Es ist in Deutschland nicht unproblematisch, öffentlich aufzuzeigen, dass aktuelle Entwicklungen erschreckend an andere Regierungsformen erinnern. Und doch scheint es mir für jeden von uns als moralische Pflicht, Verantwortung für sich und seine relevanten Strukturen zu übernehmen und entsprechend zu handeln.

Am Ende gewinnt die Realität. Die Realität ist, dass Funktionäre die unseren Glauben an die Demokratie beschädigen – während sie mit Wortverdrehung und Drohungen verhindern wollen, dass Leute die Harke eben eine Harke nennen.

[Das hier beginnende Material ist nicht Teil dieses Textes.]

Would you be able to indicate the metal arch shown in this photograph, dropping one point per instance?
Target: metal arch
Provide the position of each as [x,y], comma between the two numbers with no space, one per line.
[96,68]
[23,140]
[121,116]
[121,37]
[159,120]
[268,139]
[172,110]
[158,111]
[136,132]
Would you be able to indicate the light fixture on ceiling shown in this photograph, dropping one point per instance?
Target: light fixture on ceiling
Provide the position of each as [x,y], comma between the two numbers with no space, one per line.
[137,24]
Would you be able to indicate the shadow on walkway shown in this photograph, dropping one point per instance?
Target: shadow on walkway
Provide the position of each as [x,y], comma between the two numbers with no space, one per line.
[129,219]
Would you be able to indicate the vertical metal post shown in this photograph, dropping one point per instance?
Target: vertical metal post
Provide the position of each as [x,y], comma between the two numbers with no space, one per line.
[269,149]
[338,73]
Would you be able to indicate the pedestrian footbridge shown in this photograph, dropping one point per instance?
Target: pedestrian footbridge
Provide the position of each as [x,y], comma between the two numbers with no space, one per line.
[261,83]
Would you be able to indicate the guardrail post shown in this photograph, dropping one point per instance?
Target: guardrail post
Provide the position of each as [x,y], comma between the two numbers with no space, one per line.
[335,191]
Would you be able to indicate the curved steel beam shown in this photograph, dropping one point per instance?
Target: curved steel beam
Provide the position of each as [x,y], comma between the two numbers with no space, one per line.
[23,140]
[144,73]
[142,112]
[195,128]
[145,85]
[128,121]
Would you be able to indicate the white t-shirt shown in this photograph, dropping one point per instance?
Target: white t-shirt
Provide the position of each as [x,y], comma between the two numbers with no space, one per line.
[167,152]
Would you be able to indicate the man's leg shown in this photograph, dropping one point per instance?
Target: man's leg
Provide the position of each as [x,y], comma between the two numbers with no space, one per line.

Nehmen wir aber an, dass die Funktionäre mit ihrem Ansinnen durchkommen – sie scheinen ja wenig Gegenwehr zu erleben –, und die, die zur Verteidigung der Demokratie eingesetzt sind, scheinen bisweilen selbst Öl ins Feuer zu gießen.

Sagen wir mal so

Ich weiß nicht, ob es als »rechtsextrem« gälte, sich darauf vorzubereiten, dass in Deutschland jede inhaltliche Opposition verboten wird, mit entsprechenden Folgen für alle Sympathisanten und generellen Kritiker.

Erst will man es mit »Aussteigerprogrammen«, Wählerbeschimpfung und Propaganda-Dauerbeschuss versuchen, dazu mit Diskriminierung und Benachteiligung im Alltag.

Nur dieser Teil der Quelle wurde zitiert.